Hyperparams for ImageNet

Question

Closed this issue 5 years ago · 7 comments

Hi, have you found a good set of hyperparameters for Imagenet?

Answer 1 · 2019-12-04T08:11:10.000Z

Hi, I tried configs/imagenet.yaml to train b0 and got 0.7465.

Answer 2 · 2019-12-04T08:24:22.000Z

Wow, that's almost 2% worse than B0 result in the paper! Have you tried other models (B3 or B4)?

Answer 3 · 2019-12-04T08:26:38.000Z

No, I don't have enough resources to do that.

Answer 4 · 2019-12-04T08:28:40.000Z

How did you choose the params in that yaml file?

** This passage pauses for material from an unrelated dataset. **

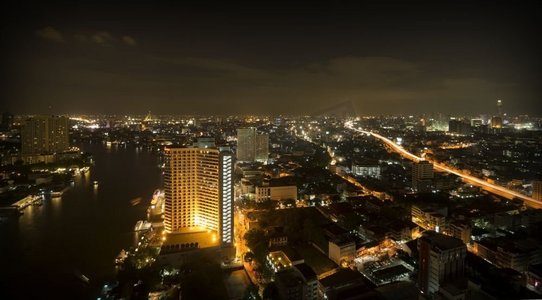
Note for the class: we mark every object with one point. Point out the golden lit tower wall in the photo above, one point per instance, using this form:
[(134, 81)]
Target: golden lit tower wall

Answer 5 · 2019-12-04T08:59:34.000Z

optimizer.lr = base_lr * batch_size / 256 = 0.1 * 32 / 256 = 0.0125
scheduler.gamma = 0.97 ^ (1 / 2.4) = 0.98738885893

Because I feel the model is under-fitting during training, so I set weight_decay to 0.

Answer 6 · 2019-12-04T09:03:42.000Z

Why is your batch size so small? Is that per GPU? How many GPUs did you use?

Answer 7 · 2019-12-04T09:13:41.000Z

I use 1 GPU to train the model, so it's per GPU.